Vacuoles of the budding yeast Saccharomyces cerevisiae serve as a storage compartment for a variety of amino acids.Citation1,2) Basic amino acids are highly accumulated in this organelle, whereas glutamate, which is the most abundant amino acid in cytosol, is almost excluded.Citation1,2) While other amino acids are also compartmentalized in vacuoles, their concentrations are lower than those of the basic amino acids. These differences in concentration of free amino acids between vacuolar and cytosolic pools imply the existence of active amino acid transport systems on the vacuolar membrane. ATP-dependent amino acid uptake, driven by the proton electrochemical gradient generated by the action of the proton-pumping vacuolar ATPase (V-ATPase), has been observed in purified vacuolar membrane vesicles.Citation3,4) Subsequently, several vacuolar transporters in two gene families, AVT and VBA, were reported to be involved in the uptake of amino acids.Citation5,6) Avt1p in the AVT family is involved in vacuolar uptake of glutamine, isoleucine, and tyrosine.Citation5) Vba1p, Vba2p, and Vba3p in the VBA family mediate vacuolar uptake of basic amino acids: arginine, histidine, and lysine.Citation6) These are likely proton/amino acid antiporters. For extrusion of vacuolar amino acids, involvement of three transporters in the AVT family, Avt3p, Avt4p, and Avt6p, was reported.Citation5) Avt3p and its closest homologue Avt4p are both involved in efflux of glutamine, isoleucine, and tyrosine from vacuoles. Avt6p mediates vacuolar efflux of aspartate and glutamate. An interplay among these and possibly other as yet unidentified transporters should be important for vacuolar compartmentalization of amino acids.

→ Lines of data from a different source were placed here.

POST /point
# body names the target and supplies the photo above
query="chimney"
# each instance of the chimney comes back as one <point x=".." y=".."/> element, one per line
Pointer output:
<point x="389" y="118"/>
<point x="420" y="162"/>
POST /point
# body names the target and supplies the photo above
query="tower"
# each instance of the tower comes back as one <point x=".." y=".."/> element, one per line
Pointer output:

Vacuolar compartmentalization of amino acids dynamically changes depending upon a variety of growth conditions. Under nutrient starvation, amino acids accumulated in vacuoles should be supplied to the cytosolic amino acid pool for nitrogen metabolism and for protein synthesis.Citation2,7) Vacuolar basic amino acids occupying more than 70% of total amino acids are supposed to be especially important as nitrogen source.Citation2,8) It was reported that vacuolar arginine was completely lost within a few hours by exposing cells to nitrogen starvation.Citation2) However, the molecular mechanism underlying arginine efflux from the vacuoles has not been determined. To elucidate the physiological role of vacuolar amino acid pool in more detail, identification and further characterization of transporter(s) mediating extrusion of vacuolar amino acids is indispensable. Here, we found that both Avt4p and Avt3p are transporters for extrusion of a variety of amino acids from vacuoles. In particular, Avt4p was involved in transport of basic amino acids. This is the first report on the component of a transport system involved in efflux of basic amino acids from vacuoles.
Materials and methods
Strains and media
S. cerevisiae X2180-1B (MATa SUC2 mal mel gal2 CUP1) and the derivatives used in this study are listed in Table . Yeast strains were grown aerobically at 30 °C in SD+CA medium (0.17% yeast nitrogen base w/o amino acids and ammonium sulfate, 0.5% ammonium sulfate, 0.5% casamino acids, 20 mg/l of tryptophan, and 2% glucose). Nitrogen starvation medium was SD-N (0.17% yeast nitrogen base w/o amino acids and ammonium sulfate and 2% glucose).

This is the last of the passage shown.